アルクラドは剣を振り抜き、前方の5つの火の玉を切り払う。聖銀が魔力を消し去り、火の玉が霧散する。それに驚くアヴェッソだが、後ろと上にはまだ火の玉が残っている。
そちらに目も向けないアルクラドであるが、魔力が膨れ上がり、次の瞬間に透明な板が11枚現れた。それらは同じ数の火の玉を受け止め、焼け石に水をかけた様な音とともに大量の煙を放出した。真っ白な煙にきな臭さはなく、どうやら湯気の様なものだった。
アルクラドの生み出した氷の板が炎を受け止め、溶けた氷が蒸気となって部屋を満たしたのである。
「くっそがぁ~!!」
自分の攻撃が簡単に受け止められたことに激高するアヴェッソ。いくつもの火球を生み出し、愚直にアルクラドに放っていく。その全てはまたしても氷の板に遮られ、モクモクと蒸気を生み出していく。
アルクラドに魔法が通じないことを悟ったアヴェッソは、蒸気の消えぬうちに駆け出す。蒸気の幕を目くらましに、アルクラドの側面に回り込み、拳を突き出す。
最大限に魔力を込めた拳は、岩を砕き、鉄を貫く。

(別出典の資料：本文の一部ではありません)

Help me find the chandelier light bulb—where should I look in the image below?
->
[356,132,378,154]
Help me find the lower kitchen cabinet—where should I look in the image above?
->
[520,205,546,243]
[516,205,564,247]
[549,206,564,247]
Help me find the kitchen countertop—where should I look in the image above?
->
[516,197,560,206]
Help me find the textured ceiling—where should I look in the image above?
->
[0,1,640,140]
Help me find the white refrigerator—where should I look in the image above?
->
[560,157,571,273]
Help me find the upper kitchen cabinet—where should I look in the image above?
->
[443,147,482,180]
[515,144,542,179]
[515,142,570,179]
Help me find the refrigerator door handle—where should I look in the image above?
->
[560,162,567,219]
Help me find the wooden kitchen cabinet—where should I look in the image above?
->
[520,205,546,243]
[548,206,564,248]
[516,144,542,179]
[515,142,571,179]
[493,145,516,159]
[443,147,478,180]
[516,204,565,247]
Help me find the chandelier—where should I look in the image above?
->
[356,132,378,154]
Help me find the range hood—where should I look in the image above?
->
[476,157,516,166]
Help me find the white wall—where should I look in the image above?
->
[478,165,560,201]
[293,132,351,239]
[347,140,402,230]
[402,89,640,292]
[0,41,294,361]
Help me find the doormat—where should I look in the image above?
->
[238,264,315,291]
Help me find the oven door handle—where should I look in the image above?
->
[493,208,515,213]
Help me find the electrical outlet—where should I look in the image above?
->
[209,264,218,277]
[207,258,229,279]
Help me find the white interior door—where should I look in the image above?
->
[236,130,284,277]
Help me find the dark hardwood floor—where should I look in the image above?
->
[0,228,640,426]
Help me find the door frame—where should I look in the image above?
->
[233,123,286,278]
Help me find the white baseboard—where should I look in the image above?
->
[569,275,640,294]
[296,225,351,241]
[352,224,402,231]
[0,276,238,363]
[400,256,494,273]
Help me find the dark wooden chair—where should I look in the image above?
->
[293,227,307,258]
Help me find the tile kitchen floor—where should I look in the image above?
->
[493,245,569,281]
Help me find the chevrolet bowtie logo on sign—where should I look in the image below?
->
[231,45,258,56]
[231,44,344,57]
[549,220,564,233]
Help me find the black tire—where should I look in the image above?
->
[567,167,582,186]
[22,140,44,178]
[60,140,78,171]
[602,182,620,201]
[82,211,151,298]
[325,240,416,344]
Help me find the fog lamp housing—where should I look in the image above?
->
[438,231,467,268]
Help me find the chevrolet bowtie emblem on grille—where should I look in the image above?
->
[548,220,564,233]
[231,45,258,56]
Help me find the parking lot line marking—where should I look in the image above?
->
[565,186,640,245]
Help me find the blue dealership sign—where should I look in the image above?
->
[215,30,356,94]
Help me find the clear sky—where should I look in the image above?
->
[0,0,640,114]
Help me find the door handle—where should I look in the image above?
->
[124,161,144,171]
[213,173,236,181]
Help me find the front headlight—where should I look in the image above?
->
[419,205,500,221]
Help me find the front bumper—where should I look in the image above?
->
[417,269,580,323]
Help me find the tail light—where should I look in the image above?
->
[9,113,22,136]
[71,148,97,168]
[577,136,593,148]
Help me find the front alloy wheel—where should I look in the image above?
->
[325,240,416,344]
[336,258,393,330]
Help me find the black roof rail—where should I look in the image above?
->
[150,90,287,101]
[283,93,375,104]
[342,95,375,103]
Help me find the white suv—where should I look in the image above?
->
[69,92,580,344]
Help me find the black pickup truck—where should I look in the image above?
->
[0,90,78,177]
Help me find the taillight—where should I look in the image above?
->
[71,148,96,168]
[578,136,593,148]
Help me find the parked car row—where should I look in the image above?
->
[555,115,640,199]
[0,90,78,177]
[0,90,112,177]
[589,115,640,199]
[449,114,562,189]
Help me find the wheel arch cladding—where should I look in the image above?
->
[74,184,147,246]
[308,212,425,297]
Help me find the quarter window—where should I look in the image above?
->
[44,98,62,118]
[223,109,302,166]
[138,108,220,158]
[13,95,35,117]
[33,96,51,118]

更に岩をも溶かす灼熱の炎を纏わせる。
受けること適わず、触れることは尚できない、アヴェッソの必殺の一撃。
弾き出す様に放たれた灼熱の剛拳は、瞬きの間に敵を捉え、その身体を無慈悲に貫き蹂躙する。
はずだった。
剣を持たぬ左方からの攻撃を、手で受け止めたアルクラド。目を見開き絶句するアヴェッソ。
灼熱の炎がアルクラドの手を焼き焦がし、しかしそれに構わずアヴェッソの拳を握りしめるアルクラド。表情を変えず、拘束から逃れようとするその腕目がけて、剣を振り下ろした。
「ぐうぅ……!」
アルクラドの傍から飛び退き、苦悶の声を漏らすアヴェッソ。歯を食いしばり脂汗を垂らしながら痛みに耐えている。アヴェッソの睨みつける様な視線の先では、彼の肘から下を、アルクラドが詰まらなさそうに放り投げていた。

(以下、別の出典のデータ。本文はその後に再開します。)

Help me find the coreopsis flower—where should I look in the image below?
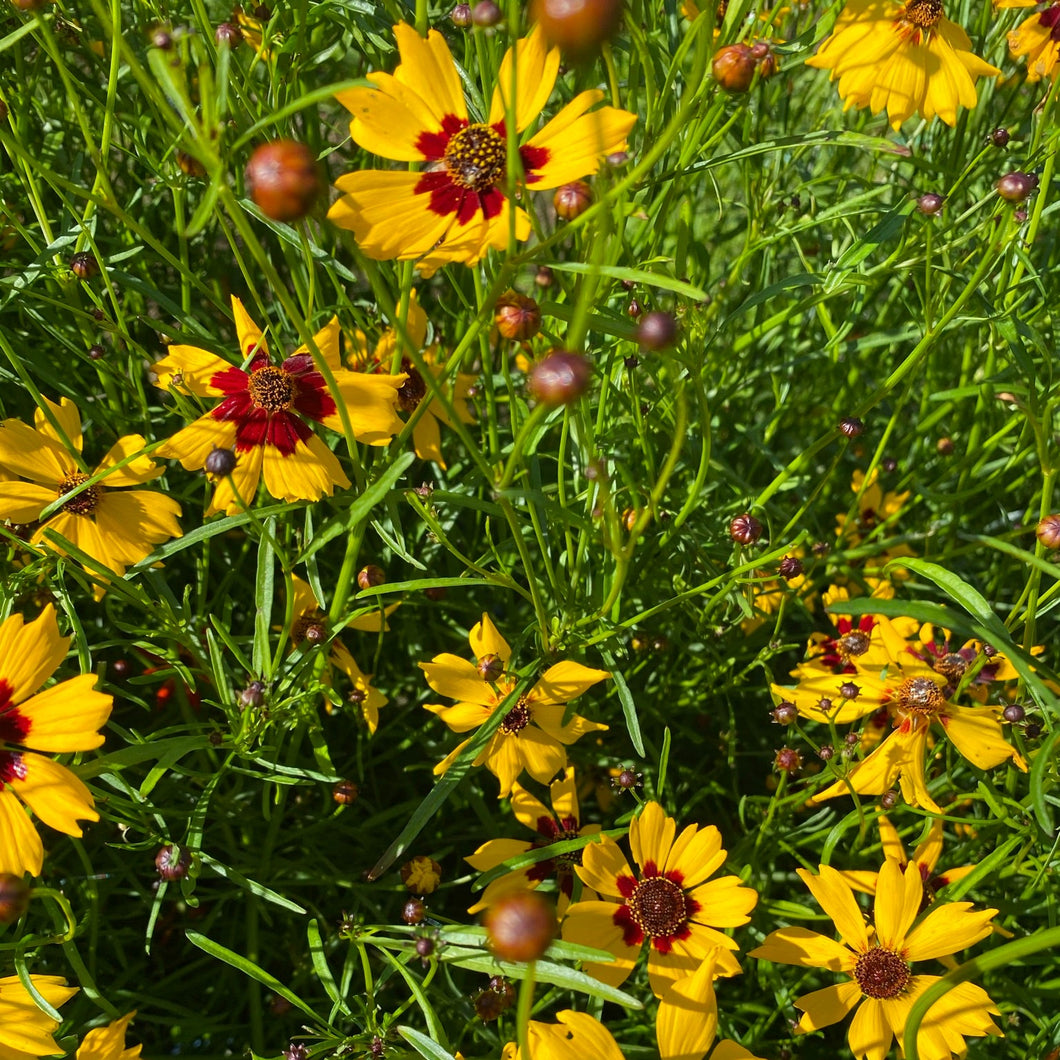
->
[350,290,475,467]
[290,575,398,736]
[801,653,1027,813]
[0,975,77,1060]
[807,0,1001,129]
[997,0,1060,83]
[0,604,111,877]
[0,398,182,599]
[419,615,611,798]
[563,802,758,997]
[464,766,600,919]
[76,1012,143,1060]
[328,22,636,276]
[750,859,1001,1060]
[151,296,405,515]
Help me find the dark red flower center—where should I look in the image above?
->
[854,946,912,999]
[247,365,296,412]
[444,123,508,193]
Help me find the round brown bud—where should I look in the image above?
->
[471,0,502,29]
[529,350,593,406]
[770,700,798,725]
[70,250,100,280]
[357,563,387,589]
[1035,514,1060,548]
[0,872,30,924]
[401,898,427,924]
[710,45,758,92]
[637,313,677,350]
[729,512,762,545]
[552,180,593,220]
[202,449,235,478]
[482,890,555,961]
[246,140,320,222]
[1001,703,1027,723]
[994,170,1038,202]
[155,843,192,883]
[530,0,622,60]
[917,192,946,217]
[493,290,541,342]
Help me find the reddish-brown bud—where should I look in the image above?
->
[529,350,593,405]
[493,290,541,342]
[246,140,320,222]
[482,890,555,961]
[530,0,622,60]
[729,512,762,545]
[552,180,593,220]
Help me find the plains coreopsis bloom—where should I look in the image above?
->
[350,290,475,467]
[76,1012,143,1060]
[328,23,636,275]
[0,604,111,876]
[807,0,1001,129]
[0,398,181,597]
[464,766,600,918]
[0,970,77,1060]
[151,296,405,515]
[419,615,611,798]
[563,802,758,997]
[750,859,1001,1060]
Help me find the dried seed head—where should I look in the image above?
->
[246,140,320,222]
[729,512,762,545]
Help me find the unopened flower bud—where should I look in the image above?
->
[493,290,541,342]
[482,890,555,961]
[552,180,593,220]
[729,512,762,545]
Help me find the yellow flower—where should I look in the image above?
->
[0,604,112,873]
[328,22,636,276]
[464,766,600,920]
[563,802,758,997]
[419,615,611,798]
[350,290,475,467]
[76,1012,143,1060]
[151,296,405,515]
[0,398,181,599]
[750,859,1001,1060]
[0,970,77,1060]
[807,0,1001,129]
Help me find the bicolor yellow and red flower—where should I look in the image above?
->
[0,398,181,599]
[151,296,405,515]
[750,859,1001,1060]
[0,604,111,876]
[464,766,600,919]
[563,801,758,997]
[807,0,1001,129]
[419,615,611,798]
[328,22,636,276]
[0,970,77,1060]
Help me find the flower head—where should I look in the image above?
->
[807,0,1001,129]
[0,605,111,876]
[0,975,77,1060]
[563,802,758,997]
[750,859,1001,1060]
[151,296,405,515]
[419,615,611,798]
[0,398,181,599]
[329,22,636,276]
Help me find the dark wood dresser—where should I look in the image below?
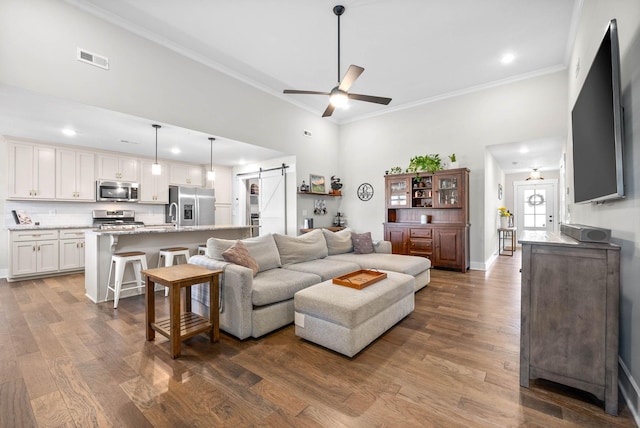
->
[519,232,620,415]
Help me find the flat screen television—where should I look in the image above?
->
[571,19,624,203]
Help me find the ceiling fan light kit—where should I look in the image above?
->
[284,5,391,117]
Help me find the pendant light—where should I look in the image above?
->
[207,137,216,181]
[151,123,162,175]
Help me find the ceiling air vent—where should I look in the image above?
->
[78,48,109,70]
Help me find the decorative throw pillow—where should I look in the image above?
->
[222,241,259,276]
[207,235,282,272]
[322,229,353,256]
[273,229,328,266]
[351,232,373,254]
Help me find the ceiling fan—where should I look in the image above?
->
[284,5,391,117]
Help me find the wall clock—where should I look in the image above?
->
[358,183,373,201]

瞬きの間に起こった出来事に、何が起こったか分からない部屋の面々は、ただ見つめるしかない。ヴァイスでさえ、アルクラドに殴りかかったアヴェッソが返り討ちにされたことが、何とか分かった程度。他の者達には、いきなり腕を失ったアヴェッソが痛みに唸っている、としか分からなかった。
「其方では我に勝てぬ」
熱気と湿気の充満した部屋にあって、アルクラドは涼しい顔で言う。何が起こったか分からなかった者達も、アルクラドが優勢であるということは分かった。
アヴェッソは斬られた肘に炎を押し当て、血を止め立ち上がる。痛みに耐える呻きとともに、肉の焦げる不快な臭いが饗応の間に漂う。
「へっ、そうみてぇだな……けど、魔王様の為にもまだ死ぬわけにはいかねぇんだ……まだまだ大暴れして、魔人の恐ろしさを教えてやるぜ!!」
そう叫び魔力を迸らせ、再び炎を生み出すアヴェッソ。左の腕に炎を纏い、その背にも翼の様に炎が揺らめいている。再び饗応の間が、肌を焦がす様な熱に包まれる。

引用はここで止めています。